The FBI would like a backdoor to iOS devices, Apple would not. Stuck in the middle of the two, is a grey area of third party exploitation, Bootrom jailbreak hacks and companies like Cellebrite who claim to be able to bypass iOS security. Indeed, many arguments against the FBI’s call for a backdoor, state that the FBI doesn’t need one because it can get third parties to do the job for them. Cellebrite, Checkm8 and Grayshift’s GrayKey are but three examples. But all of these solutions need a physical port to connect to your iPhone. What better way to stop anyone (including the FBI) from trying to back door your iOS security, than by taking away the one thing they need to connect to your iPhone?

Personally, I think that this is one of the most interesting and compelling reasons Apple has to think about ditching ports in its iPhone.

Stephen Warwick | iMore

Klingt nach einem guten Argument, ist aber keins.

Erst in der letzten Woche verlangte der britische Geheimdienstdirektor nach „exceptional access“ für Chat-Apps. Das ist kein Unverständnis für echte Ende-zu-Ende-Verschlüsselung, sondern die mittlerweile typische Art politischen Druck für Gesetzesinitiativen aufzubauen.

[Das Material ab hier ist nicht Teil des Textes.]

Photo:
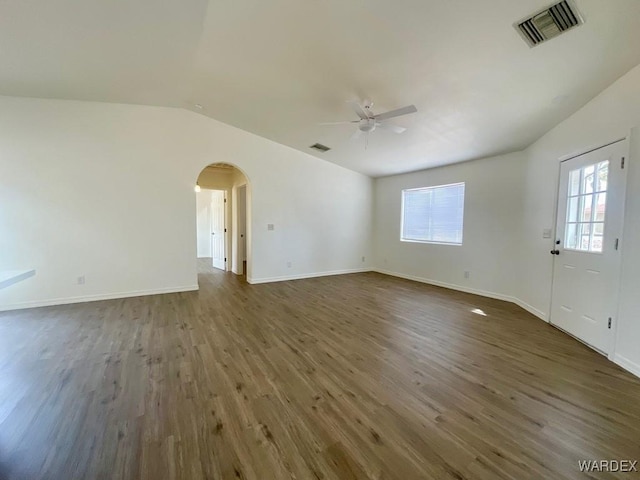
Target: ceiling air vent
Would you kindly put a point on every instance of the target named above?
(549, 23)
(320, 147)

Diese Fälle nehmen nicht nur an Häufigkeit zu, sie stehen inzwischen regelmäßig auf der Tagesordnung. Und ich halte es für absolut unrealistisch, dass diese und ähnliche Anfragen von Geheimdiensten zukünftig abnehmen. Ganz im Gegenteil: Wir sehen schon jetzt das sich eine Routine aus Schuldzuweisungen einspielt, die direkte Auswirkungen auf die öffentliche Wahrnehmung hat.

Apple dürfte die (technische) Suche nach Exploits insgesamt sportlich betrachten, aber „laser-focused“ auf den Zehenspitzen stehen wenn es um die Öffentlichkeitsarbeit dafür geht.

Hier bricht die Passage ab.